Two of us are incapable of keeping track of boat time (one hour behind UTC, and UTC), leading to the others being woken an hour earlier than required for their watches. On coming down to wake the next watch, Petri finds both Ollie and Tom getting dressed and prepped for duty. “It’s like a railway station down there, ” he remarks drolly to Harry.
Harry has been trying to hone his celestial navigation skills. He is inordinately proud of having got his estimate of longitude correct to within a few miles, until it is pointed out that all that requires is the ability to tell the time (OK, so half the boat struggles with that) and to perform simple mental arithmetic.
On the matter of latitude, things are not nearly so peachy. But if this was still the Cape to Uruguay, we’d surely be in the lead. At least on paper.
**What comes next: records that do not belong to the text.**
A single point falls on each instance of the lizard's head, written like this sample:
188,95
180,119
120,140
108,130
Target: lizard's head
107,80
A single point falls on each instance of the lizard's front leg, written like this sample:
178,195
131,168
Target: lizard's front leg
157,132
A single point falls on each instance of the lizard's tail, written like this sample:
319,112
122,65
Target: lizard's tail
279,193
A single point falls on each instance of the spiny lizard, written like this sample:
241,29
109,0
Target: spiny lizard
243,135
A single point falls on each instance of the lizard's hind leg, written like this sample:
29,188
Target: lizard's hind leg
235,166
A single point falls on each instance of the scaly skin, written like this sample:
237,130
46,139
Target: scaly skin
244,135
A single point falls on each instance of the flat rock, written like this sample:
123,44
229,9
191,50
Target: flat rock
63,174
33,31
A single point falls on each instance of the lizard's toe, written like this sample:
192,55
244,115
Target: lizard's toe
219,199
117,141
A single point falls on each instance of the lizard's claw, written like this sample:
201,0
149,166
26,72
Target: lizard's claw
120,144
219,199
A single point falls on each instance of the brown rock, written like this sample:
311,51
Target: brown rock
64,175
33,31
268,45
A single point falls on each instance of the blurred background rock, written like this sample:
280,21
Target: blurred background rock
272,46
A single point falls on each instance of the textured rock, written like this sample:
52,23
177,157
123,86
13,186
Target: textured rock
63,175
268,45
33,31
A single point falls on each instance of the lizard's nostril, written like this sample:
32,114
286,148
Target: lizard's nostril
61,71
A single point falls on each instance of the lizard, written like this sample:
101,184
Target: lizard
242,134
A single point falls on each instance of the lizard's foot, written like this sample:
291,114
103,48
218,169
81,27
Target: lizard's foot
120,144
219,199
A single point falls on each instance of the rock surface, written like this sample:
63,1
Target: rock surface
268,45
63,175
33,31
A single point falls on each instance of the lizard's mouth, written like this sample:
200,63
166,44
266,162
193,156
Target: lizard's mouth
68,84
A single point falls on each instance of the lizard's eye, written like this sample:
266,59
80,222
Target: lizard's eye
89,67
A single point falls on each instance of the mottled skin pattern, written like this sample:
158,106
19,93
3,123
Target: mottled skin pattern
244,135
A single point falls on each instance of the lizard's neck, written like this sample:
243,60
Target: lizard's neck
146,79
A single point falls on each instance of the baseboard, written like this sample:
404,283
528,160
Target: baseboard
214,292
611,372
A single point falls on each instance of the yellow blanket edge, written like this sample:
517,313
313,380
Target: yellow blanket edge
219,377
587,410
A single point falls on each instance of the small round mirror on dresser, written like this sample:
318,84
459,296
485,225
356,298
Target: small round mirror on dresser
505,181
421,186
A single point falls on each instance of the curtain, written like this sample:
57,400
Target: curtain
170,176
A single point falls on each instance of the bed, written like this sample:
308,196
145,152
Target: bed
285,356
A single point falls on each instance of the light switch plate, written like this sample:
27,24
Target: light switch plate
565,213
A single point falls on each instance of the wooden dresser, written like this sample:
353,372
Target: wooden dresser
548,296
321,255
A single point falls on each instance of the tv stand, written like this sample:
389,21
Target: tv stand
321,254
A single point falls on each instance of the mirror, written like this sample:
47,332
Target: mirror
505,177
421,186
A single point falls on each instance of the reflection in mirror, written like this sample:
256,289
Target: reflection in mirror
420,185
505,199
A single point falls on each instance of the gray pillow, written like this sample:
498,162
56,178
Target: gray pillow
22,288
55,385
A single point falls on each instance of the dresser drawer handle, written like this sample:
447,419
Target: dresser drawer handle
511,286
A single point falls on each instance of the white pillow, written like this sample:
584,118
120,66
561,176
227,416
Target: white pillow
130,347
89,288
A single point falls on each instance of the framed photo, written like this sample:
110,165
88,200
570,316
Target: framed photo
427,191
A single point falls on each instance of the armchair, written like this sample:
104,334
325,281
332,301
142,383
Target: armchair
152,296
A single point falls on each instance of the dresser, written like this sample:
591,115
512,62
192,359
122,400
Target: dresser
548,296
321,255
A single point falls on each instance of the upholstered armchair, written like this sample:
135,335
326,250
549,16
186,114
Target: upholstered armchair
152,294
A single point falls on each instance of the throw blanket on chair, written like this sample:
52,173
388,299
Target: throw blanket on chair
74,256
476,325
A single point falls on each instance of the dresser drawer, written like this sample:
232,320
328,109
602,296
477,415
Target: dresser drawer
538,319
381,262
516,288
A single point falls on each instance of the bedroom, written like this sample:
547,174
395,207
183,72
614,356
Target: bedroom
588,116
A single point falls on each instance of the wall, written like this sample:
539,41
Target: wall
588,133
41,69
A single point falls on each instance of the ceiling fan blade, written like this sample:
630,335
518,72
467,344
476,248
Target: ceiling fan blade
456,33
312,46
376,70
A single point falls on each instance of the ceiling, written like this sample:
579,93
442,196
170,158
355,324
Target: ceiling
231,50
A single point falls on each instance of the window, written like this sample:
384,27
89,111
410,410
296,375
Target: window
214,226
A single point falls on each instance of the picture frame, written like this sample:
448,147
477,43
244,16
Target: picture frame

Today is our last day out of contact with civilisation. Tomorrow we skirt around the area on the chart “ATBA – Area to be Avoided”. One wishes hand-drawn dragons and sea monsters on the chart but, no, this is the focal point of Brazilian oil-drilling efforts. I’m curious to see it. Others have described a rather dystopian scene of the rigs burning excess gas in the dark.
By Thursday, we should make landfall at Cabo Frio, before we start the most challenging part of the race – the part between there and Rio. In this section winds are notoriously light and fickle. Boats have been known to become becalmed for days literally in sight of the finish line. We consult our weather predictions with the same desperate desire as those in the past who believed soothsayers and auguries.
And we are really missing our spinnaker pole. Petri has fashioned a third out of the remnants of the two previous breakages, and while excellent for poleing out the foresail headed dead downwind, as we have been now for days – why do the forecasts lie? – it is now over a meter shorter than it was when we left Cape Town. Too short to fly a spinnaker, sadly.
So we continue to lose ground to Avanti (they are going to beat us by around 180 miles, or 7-8 miles per day. Some of that is due to our spinnaker problems (but all credit to them for sailing an excellent race – I suspect we would have been beaten by them regardless) and trying to fend off the two boats, JML Rotary Scout and Bolero, snapping at our heels… We are close to the end but the hard sailing may be yet to come.
And our arrival, hopefully on Thursday evening or Friday morning, will be timed perfectly: our stock of beer runs out on Thursday afternoon. Rio had better have a large supply of cold ones.